Das Portrait von Paul erzählt eine nicht ganz gewöhnliche deutsch-kasachische Familiengeschichte, und wir erhalten Einblicke in das Leben, das die Auswanderer nun nach einer Generation in Deutschland führen.

Paul – ein sympathischer junger Mann, 25, dunkle Haare, sportlich-schick gekleidet. Man merkt sofort, dass er sich gut auf das Interview vorbereitet hat. „Ich habe gestern nochmal mit meinem Vater telefoniert und nach ein paar Details gefragt. Da waren noch ein paar Lücken in meiner Familiengeschichte,” gibt der Student der Wirtschaftswissenschaften, der mittlerweile in Dortmund lebt, offen zu. Kein Wunder, kann man doch die Wurzeln seiner Familie väterlicherseits bis ins 18. Jahrhundert zurückverfolgen, als seine Vorfahren aus dem Badischen in das Gebiet der heutigen Ukraine ausgewandert sind. Damals noch auf Einladung Katharina der Großen.

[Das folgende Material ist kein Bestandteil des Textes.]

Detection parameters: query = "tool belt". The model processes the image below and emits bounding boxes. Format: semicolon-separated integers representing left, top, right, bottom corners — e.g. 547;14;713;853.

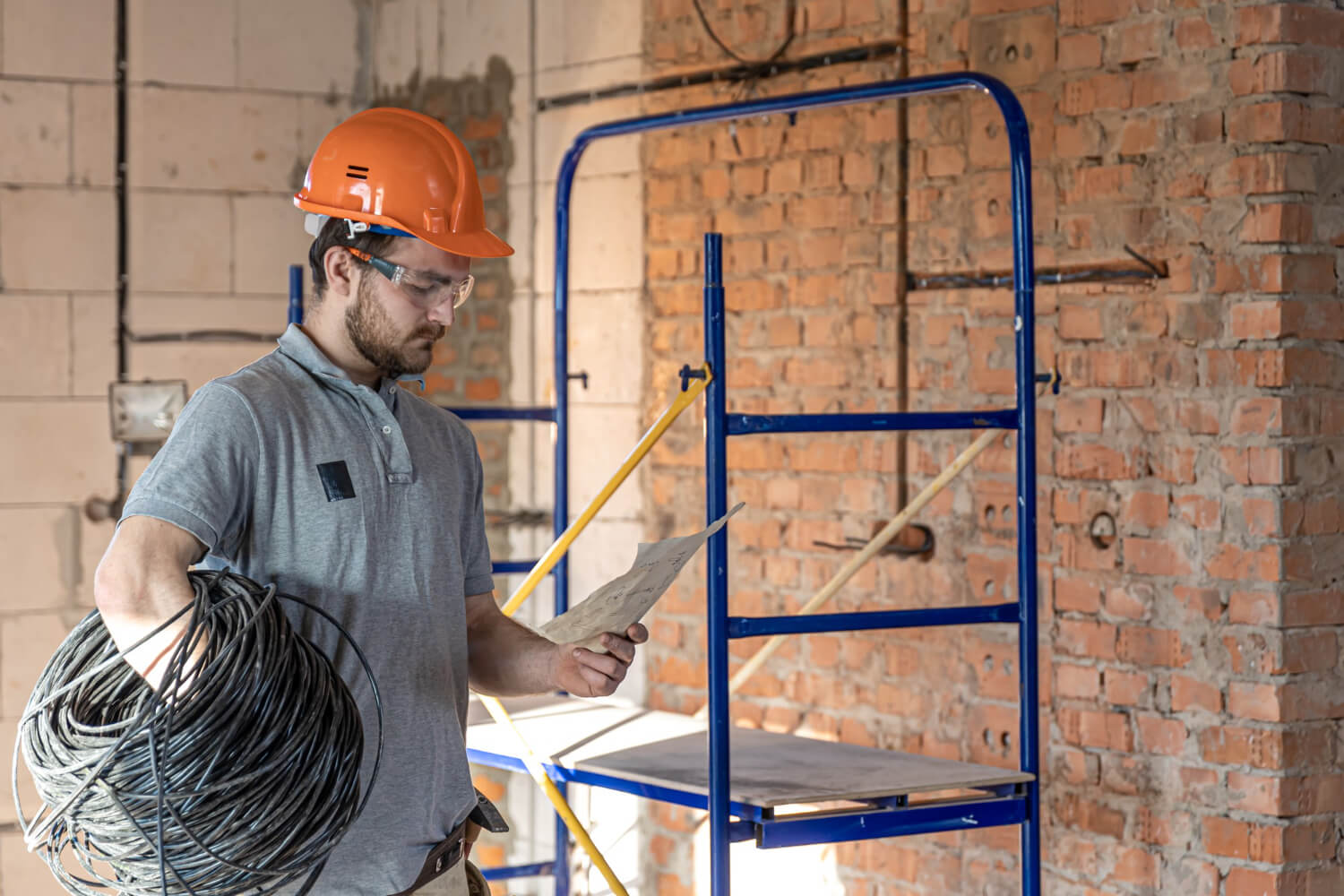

1905 packte man wieder sein Hab und Gut zusammen, um erneut sein Glück an anderer Stelle im Russischen Reich zu suchen. Man versprach der Familie mit einem Umzug tief in den Osten, in die Nähe von Kustanai, das Doppelte des Grundbesitzes, den sie zuvor an der Wolga besessen hatte. So zog man in das Dorf Semjonowka, nicht weit von Kustanai. „Das müssen harte Zeiten gewesen sein, gerade für die Generation meines Urgroßvaters. Das Land war nicht sehr fruchtbar, das Leben war hart. Dann, mit dem Zweiten Weltkrieg, wurde es noch schlimmer. Die Deutschen waren der Feind und mussten Zwangsarbeit in der Trudarmija leisten.”

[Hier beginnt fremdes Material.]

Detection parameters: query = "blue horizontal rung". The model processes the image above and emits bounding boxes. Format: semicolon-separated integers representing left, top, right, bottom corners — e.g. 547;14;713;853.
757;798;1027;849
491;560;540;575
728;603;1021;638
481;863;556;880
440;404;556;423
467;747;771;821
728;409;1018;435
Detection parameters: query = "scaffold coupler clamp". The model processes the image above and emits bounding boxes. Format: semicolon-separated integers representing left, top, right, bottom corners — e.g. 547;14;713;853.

Glückliche Jugend in Kasachstan

Doch auch diese schwere Zeit ging vorbei und nach Stalins Tod ging auch die Repression gegenüber den Deutschen zurück. Pauls Vater wurde Landmaschinenschlosser, ging zur Armee. Später lernte er seine Frau, eine Buchhalterin aus dem Nachbardorf kennen. „Meine Eltern blicken gerne auf die Zeit in Kasachstan zurück. Wenn sie erzählen, hab ich immer das Gefühl, sie hatten eine erlebnisreiche, glückliche Jugend”, erzählt Paul. Man lebte zusammen mit der Familie im eigenen Haus und hatte, wie damals üblich, noch ein wenig Landwirtschaft neben dem Beruf.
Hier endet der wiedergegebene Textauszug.